IGP-M avança 0,95% em setembro

Jornal GGN – O Índice Geral de Preços – Mercado (IGP-M) encerrou o mês de setembro em alta de 0,95%, acima dos 0,28% apurados em agosto, segundo levantamento elaborado pela Fundação Getúlio Vargas (FGV). Os números também superaram a variação apurada em setembro de 2014 (0,20%). Com isso, a variação do índice usado como referência para os contratos de aluguel acumula ganhos de 6,34% ao longo de 2015 e 8,35% em 12 meses.

Ao longo do período, o Índice de Preços ao Produtor Amplo (IPA) apresentou taxa de variação de 1,30%, bem acima do total de 0,20% visto no mês anterior. O índice relativo aos Bens Finais variou 0,47%, revertendo a deflação de -0,76% do mês anterior, devido ao desempenho do subgrupo alimentos in natura, cuja taxa de variação passou de -8,51% para -1,28%. Excluindo-se os subgrupos alimentos in natura e combustíveis, o índice de Bens Finais (ex) registrou variação de 0,66%. Em agosto, a taxa foi de 0,16%.

O índice referente ao grupo Bens Intermediários subiu de 0,80% em agosto para 1,36%, puxado pelo subgrupo materiais e componentes para a manufatura, cuja taxa de variação passou de 0,89% para 1,78%. O índice de Bens Intermediários (ex), calculado após a exclusão do subgrupo combustíveis e lubrificantes para a produção, variou 1,62%, ante 0,83%, em agosto.

No estágio inicial da produção, o índice do grupo Matérias-Primas Brutas variou 2,26%, ante 0,64% em agosto. Os itens que mais contribuíram para este movimento foram minério de ferro (de -3,36% para 0,84%), bovinos (de -2,92% para 0,10%) e cana-de-açúcar (de -1,11% para 0,21%). Em sentido oposto, destacam-se café em grão (de 5,13% para 1,31%), leite in natura (de 0,47% para -0,26%) e algodão em caroço (de 0,01% para -0,93%).

O Índice de Preços ao Consumidor (IPC) subiu 0,32% em setembro, ante 0,24% em agosto. Seis das oito classes de despesa componentes do índice aumentaram suas taxas de variação, com destaque para o grupo Alimentação (de 0,01% para 0,17%). Nesta classe de despesa, vale citar o comportamento do item frutas, cuja taxa passou de -2,41% para 0,19%.

Outros grupos que ganharam força no período foram Vestuário (de -0,38% para 0,39%), Habitação (de 0,47% para 0,51%), Comunicação (de 0,17% para 0,34%), Despesas Diversas (de 0,08% para 0,20%) e Transportes (de 0,18% para 0,20%). Os destaques vistos em cada classe de despesa foram roupas (de -0,52% para 0,36%), móveis (de -1,26% para 0,63%), mensalidade para TV por assinatura (de 1,47% para 2,08%), alimentos para animais domésticos (de -0,51% para 1,11%) e serviços de oficina (de 0,08% para 0,95%), respectivamente.
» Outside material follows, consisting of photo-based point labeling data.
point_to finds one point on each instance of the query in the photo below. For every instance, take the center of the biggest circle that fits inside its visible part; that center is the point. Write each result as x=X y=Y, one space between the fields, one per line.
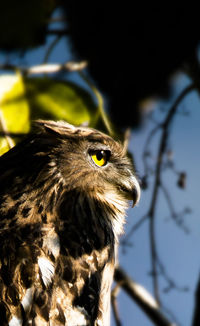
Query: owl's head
x=91 y=162
x=59 y=164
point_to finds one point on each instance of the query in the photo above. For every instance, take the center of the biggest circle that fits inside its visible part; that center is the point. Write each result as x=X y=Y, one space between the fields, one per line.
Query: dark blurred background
x=132 y=49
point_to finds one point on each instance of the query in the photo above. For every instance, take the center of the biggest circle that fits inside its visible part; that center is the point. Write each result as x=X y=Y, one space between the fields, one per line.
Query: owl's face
x=94 y=163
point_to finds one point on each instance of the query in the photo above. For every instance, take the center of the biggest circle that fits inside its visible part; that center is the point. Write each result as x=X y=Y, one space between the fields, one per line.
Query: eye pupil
x=100 y=155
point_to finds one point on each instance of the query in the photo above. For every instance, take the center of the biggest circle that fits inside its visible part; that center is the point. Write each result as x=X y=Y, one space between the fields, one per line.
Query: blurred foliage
x=24 y=99
x=14 y=107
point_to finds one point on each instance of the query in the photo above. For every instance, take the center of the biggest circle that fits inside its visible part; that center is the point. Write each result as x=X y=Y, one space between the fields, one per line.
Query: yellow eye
x=100 y=158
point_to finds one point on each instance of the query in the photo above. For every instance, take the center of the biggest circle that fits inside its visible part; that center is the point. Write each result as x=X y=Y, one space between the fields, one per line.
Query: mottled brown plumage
x=63 y=195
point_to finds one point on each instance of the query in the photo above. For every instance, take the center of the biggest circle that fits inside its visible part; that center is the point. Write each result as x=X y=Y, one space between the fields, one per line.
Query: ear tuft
x=54 y=127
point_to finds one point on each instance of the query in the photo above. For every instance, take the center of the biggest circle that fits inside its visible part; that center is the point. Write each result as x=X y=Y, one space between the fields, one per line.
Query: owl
x=63 y=195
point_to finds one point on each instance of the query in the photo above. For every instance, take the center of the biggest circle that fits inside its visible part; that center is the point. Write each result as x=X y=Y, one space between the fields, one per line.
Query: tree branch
x=196 y=316
x=143 y=298
x=47 y=68
x=157 y=183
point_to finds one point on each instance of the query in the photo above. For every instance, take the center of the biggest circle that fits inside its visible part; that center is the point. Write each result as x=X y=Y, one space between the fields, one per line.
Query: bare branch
x=4 y=130
x=61 y=32
x=142 y=297
x=196 y=317
x=161 y=151
x=47 y=68
x=114 y=295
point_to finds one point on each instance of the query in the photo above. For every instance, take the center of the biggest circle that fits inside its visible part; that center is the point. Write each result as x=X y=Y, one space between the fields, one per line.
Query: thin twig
x=142 y=297
x=47 y=68
x=114 y=295
x=4 y=130
x=100 y=101
x=50 y=48
x=61 y=32
x=157 y=182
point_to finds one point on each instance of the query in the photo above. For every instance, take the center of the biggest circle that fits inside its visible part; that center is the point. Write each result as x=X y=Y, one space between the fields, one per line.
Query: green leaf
x=14 y=108
x=59 y=100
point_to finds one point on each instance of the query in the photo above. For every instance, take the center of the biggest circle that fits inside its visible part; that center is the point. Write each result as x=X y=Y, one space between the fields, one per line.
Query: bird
x=64 y=192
Em contrapartida, os grupos que apresentaram decréscimo em suas taxas foram Educação, Leitura e Recreação (de 0,33% para -0,01%) e Saúde e Cuidados Pessoais (de 0,65% para 0,63%). Nestas classes de despesa, destacaram-se excursão e tour (de 1,54% para -0,55%) e medicamentos em geral (de 0,32% para 0,02%), respectivamente.

O Índice Nacional de Custo da Construção (INCC) registrou, em setembro, variação de 0,22%, abaixo do resultado de agosto, quando o total foi de 0,80%. O índice relativo a Materiais, Equipamentos e Serviços registrou variação de 0,46%. No mês anterior, a taxa havia sido de 0,27%. O índice que representa o custo da Mão de Obra não registrou variação. No mês anterior, este índice registrou taxa de 1,27%.